Using ComfyUI & Pixel-Art-XL for Pixel Art Practice

published today
The interface of ComfyUI with this workflow loaded
While AI-generated pixel art won't replace hand-crafted sprites, it can be a tool for learning pixel art techniques.

This guide walks you through setting up a locally running pipeline that let's you go from typing in a prompt like "a cute happy cat" and getting a sprite you can load into Aseprite to practice your techniques.

The point of this isn't to generate perfect pixel art to ship as is into your game, but to learn new approaches to things like shading, palette selection, composition, and ultimately practice with art that's exciting to you.

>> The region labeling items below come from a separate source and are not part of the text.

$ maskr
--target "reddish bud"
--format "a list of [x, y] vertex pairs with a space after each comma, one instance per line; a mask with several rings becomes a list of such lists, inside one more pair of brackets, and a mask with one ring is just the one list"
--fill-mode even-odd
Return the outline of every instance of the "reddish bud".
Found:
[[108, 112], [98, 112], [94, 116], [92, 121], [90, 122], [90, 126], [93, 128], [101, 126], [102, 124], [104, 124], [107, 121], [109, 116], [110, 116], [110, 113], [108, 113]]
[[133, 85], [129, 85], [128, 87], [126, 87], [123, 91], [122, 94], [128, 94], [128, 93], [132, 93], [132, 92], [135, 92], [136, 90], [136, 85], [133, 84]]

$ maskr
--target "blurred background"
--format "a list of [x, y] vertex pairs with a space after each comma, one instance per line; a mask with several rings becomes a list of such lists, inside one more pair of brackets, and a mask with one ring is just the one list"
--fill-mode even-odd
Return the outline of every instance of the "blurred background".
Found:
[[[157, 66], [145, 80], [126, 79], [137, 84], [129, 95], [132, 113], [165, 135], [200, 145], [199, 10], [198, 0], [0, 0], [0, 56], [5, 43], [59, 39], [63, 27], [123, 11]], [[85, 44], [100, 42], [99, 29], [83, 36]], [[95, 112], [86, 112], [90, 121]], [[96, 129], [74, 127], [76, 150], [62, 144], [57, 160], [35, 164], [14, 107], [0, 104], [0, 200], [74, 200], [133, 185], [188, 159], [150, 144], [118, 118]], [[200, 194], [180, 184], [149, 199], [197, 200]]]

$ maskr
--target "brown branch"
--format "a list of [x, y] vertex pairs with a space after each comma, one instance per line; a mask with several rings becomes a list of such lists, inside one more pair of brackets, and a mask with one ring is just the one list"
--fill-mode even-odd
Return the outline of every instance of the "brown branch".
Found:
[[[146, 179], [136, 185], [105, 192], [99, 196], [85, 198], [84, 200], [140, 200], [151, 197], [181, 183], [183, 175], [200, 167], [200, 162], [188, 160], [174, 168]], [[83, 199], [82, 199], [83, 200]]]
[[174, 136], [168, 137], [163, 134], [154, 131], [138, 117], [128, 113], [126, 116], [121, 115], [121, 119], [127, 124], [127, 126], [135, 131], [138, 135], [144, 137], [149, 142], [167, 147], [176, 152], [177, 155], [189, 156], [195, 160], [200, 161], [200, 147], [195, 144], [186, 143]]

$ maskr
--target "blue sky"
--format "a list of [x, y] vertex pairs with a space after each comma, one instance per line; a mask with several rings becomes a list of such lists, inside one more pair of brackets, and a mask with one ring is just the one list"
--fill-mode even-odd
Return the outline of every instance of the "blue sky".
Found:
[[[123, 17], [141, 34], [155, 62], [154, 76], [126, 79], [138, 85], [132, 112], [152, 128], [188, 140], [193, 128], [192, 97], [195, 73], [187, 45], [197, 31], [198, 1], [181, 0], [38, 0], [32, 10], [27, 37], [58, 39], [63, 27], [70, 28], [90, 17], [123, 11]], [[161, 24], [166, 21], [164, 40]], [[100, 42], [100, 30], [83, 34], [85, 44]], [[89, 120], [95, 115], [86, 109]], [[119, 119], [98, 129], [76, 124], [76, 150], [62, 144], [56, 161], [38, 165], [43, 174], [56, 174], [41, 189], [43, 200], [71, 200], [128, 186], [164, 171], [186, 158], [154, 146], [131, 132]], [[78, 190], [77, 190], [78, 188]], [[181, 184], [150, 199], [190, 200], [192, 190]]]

The Role of AI in Pixel Art Creation

Before diving into the technical setup, it's important to set realistic expectations. Out-of-the-box generated pixel art will likely never achieve the cohesive look needed for a polished game. We're even further away from reliable animated sprite generation. However, just as traditional artists use transfer paper to practice stroke techniques, we can use AI-generated pixel art to study shading, shapes, and color choices. I think of it as a beginner's tool for learning pixel art techniques rather than a replacement for hand-crafted sprites.

Setting Up Your Environment

This guide focuses on macOS setup, but I'll provide links to each tool's source which contain instructions for Windows and Linux users.

0. Links

1. Install System Dependencies

If not on macOS, check the equivalent commands within ComfyUI's and ImageMagick's documentation above.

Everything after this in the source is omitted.